– Не собрались ли гансы повторить вчерашнее?
Но гансы вели себя тихо. И это спокойствие немцев порадовало всех. И взводный, пробегая мимо, спросил:
– Как думаешь, Семён, не полезут здесь немцы?
– Думаю, нет.
– И я так думаю.
И обрадованный лейтенант, поглядывая на подбитый танк, как на памятник геройству его взвода, побежал дальше по своим делам. А Семён, тоже не зная, почему двинулся за ним, и, наткнувшись на стоящего без дела Григория, спросил с иронией:
– Что там твой бог говорит, когда война кончится?
– Когда победим, тогда и кончится.
– Не скоро, – почёсывая затылок, нерадостно произнёс Семён.
И желая продолжить разговор, спросил:
– Как настроение?
Гришка молчал. Семён понял, что дальнейшего разговора не предвидится, а поговорить хотелось, пошел искать Ивана.
Но судя по помятому виду, а другого после вчерашнего ни у кого во взводе не было, Ивану не до болтовни.
Семён потоптался, развернулся и пошел на своё место.
Пойти бы погулять, да куда. Только высунь голову, на неё всегда найдётся охотник. И будешь лежать с дыркой в голове.
Семён успокоился, присел, и на него нахлынули воспоминания, и так ему стало тоскливо, что хоть плачь, хоть вой. Хорошо бы занять себя чем-нибудь, чтобы отвлечься от горьких мыслей. Но с другой стороны, ничего делать не хотелось, да и просто валяться с открытыми глазами надоело. Сонное настроение кончилось, а наступившее затишье расслабляло.
И всем, даже лейтенанту, захотелось, чтобы этот день прошел тихо. И он действительно прошёл тихо.
Но верхнему начальству тишины и покоя не хотелось, вот они и выдумали наступление. Ещё и приказ не написали, а уж до взвода докатилась эта весть.
И надо сказать правду, никого не обрадовала. Сидеть в окопе – это одно, а бежать по чистому полю, когда осколки и пули несутся тебе навстречу, и не просто несутся, а в каждом таится смерть, – это совсем другое.

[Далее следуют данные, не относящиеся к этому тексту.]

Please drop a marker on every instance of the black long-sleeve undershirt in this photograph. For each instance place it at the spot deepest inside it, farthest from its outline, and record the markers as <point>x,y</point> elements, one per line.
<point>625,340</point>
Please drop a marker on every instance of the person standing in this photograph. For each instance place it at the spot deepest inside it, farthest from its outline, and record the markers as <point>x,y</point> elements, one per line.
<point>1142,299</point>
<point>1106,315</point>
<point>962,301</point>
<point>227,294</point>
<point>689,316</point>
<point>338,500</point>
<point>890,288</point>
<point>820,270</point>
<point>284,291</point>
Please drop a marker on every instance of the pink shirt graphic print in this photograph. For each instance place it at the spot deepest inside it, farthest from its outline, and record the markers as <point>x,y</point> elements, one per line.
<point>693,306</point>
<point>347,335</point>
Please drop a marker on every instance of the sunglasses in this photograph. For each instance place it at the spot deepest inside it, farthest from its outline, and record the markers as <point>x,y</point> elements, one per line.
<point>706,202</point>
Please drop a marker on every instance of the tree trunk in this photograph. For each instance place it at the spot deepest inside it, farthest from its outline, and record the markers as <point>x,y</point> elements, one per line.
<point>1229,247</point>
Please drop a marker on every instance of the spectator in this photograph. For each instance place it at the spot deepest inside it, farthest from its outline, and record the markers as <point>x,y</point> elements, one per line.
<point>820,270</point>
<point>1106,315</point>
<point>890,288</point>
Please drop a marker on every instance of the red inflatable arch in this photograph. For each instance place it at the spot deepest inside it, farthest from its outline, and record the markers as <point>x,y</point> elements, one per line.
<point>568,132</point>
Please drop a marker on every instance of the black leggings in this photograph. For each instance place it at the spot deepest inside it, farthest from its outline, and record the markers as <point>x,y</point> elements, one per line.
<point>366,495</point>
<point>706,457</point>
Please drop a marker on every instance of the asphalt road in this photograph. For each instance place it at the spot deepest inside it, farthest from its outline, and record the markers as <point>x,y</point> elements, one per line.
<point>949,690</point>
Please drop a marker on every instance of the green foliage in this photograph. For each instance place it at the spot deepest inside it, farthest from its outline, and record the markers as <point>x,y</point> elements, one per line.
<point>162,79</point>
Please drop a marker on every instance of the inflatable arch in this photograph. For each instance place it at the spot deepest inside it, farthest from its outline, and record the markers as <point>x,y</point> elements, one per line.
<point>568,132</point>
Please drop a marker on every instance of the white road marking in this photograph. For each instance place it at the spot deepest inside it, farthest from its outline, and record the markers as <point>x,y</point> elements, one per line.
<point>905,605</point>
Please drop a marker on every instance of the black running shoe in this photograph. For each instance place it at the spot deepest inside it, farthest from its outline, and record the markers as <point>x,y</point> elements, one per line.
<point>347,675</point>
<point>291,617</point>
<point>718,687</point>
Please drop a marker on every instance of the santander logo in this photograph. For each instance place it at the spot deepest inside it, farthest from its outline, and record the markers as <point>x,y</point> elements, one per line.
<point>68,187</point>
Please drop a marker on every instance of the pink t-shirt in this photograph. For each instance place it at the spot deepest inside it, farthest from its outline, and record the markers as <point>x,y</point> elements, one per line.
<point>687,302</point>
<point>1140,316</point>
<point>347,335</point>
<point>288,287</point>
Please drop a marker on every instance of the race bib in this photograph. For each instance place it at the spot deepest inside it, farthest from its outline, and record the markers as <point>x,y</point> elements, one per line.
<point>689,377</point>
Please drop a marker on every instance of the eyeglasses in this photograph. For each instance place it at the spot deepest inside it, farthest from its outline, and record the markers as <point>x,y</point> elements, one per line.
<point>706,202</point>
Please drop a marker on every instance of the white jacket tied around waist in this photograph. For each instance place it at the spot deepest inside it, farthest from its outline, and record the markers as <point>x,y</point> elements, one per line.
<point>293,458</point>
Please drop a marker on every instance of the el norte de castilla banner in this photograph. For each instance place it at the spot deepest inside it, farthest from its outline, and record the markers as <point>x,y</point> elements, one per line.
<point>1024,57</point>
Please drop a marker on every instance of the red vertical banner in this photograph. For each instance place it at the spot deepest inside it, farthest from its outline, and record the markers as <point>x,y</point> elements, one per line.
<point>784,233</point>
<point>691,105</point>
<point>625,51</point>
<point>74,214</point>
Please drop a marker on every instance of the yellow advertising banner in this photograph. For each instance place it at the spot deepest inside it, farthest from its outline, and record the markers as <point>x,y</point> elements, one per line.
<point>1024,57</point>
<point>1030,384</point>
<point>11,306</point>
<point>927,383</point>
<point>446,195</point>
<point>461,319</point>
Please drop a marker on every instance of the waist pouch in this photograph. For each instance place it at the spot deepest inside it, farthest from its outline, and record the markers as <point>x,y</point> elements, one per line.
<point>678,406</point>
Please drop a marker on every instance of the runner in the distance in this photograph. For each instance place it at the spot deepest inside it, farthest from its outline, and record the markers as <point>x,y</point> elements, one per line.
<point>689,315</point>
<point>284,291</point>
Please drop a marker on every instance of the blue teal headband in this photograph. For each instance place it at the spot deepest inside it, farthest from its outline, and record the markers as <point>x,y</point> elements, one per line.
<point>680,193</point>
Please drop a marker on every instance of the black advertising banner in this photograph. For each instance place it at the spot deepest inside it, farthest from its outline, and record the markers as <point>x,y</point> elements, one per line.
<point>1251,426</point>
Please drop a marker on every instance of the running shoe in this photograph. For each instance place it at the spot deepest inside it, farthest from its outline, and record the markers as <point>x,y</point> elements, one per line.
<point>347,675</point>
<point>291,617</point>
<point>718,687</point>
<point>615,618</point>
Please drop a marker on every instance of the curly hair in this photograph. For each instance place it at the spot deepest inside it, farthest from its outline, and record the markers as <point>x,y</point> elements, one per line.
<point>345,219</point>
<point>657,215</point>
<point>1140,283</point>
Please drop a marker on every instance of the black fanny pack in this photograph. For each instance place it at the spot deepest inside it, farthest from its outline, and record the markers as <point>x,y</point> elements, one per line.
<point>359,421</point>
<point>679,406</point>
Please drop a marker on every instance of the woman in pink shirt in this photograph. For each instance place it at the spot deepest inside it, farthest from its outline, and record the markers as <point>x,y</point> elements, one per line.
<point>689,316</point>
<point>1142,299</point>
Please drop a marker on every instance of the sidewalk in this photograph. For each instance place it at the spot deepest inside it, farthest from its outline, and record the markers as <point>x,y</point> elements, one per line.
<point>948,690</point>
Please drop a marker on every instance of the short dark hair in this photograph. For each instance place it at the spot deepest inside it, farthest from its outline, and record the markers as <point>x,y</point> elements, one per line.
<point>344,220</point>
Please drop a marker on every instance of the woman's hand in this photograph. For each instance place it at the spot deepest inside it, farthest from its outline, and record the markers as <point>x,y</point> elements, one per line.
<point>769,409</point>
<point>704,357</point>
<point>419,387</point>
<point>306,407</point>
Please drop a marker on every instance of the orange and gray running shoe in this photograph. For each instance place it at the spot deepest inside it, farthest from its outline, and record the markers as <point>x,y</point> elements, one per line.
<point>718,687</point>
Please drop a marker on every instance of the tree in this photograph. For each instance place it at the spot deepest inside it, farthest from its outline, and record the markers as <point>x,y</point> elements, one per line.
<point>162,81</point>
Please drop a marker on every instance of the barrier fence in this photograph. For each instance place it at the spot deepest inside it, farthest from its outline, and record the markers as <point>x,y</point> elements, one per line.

Поэтому Семён спросил оказавшегося перед ним взводного, надеясь услышать обратное:
– Завтра наступаем?
Сашок остановился, посмотрел себе под ноги и сказал, пожимая плечами:
– Приказа пока нет.
Видно, и лейтенанту завтра тоже не сулило ничего прекрасного. В таком наступлении не то что орден, а и медаль не заработаешь.
Это первыми в какой-нибудь город ворваться, тут все ясно – наградят не думая. Глядишь, и повышение досрочно будет.
А когда в чистом поле наступаешь, и награждать вроде не за что. На сто метров отгонишь немца или на двести, ничего не изменится. Да и на карте это почти незаметно. Поэтому на награды не рассчитывай.
Ещё потоптавшись на месте, пошёл Сашок дальше.
Семён достал из вещмешка почти готовый нож и стал точить на оселке. Другого занятия он себе не придумал, а тупо ничего не делать не мог. Мысль о завтрашнем наступлении не давала покоя, нагоняла страх, и чтоб хоть как-то отвлечься, он занялся привычным делом. Это слегка успокоило. Но совсем оторваться от предстоящего завтра не получалось. И эта перемена в лице Семёна была заметна всем. И Иван спросил его:
– Ты, малый, не заболел часом?
Но Семён лишь отмахнулся. Иван подумал, что воспоминания о доме нахлынули на человека. С каждым такое бывает. И в такой момент лучше не трогать, не теребить и без того изболевшую душу, а дать человеку побыть одному с воспоминаниями о доме, о родных. Ведь в этой боли есть и радость: ты хоть и мысленно, а встречаешься с теми, кого любишь.
Утром, перед наступлением, когда наши танки, перемахнув окопы, поползли вперёд, всё внутри Семёна похолодело. Но пересилив страх, подмигнул Ивану и изобразил на лице подобие улыбки. Хотел сказать ободряющее для себя и других, но слова застряли в горле, во рту всё пересохло. И понял, что тянуть больше нельзя, выбрался из окопа и, обдаваемый солярным дымом, побежал за танком.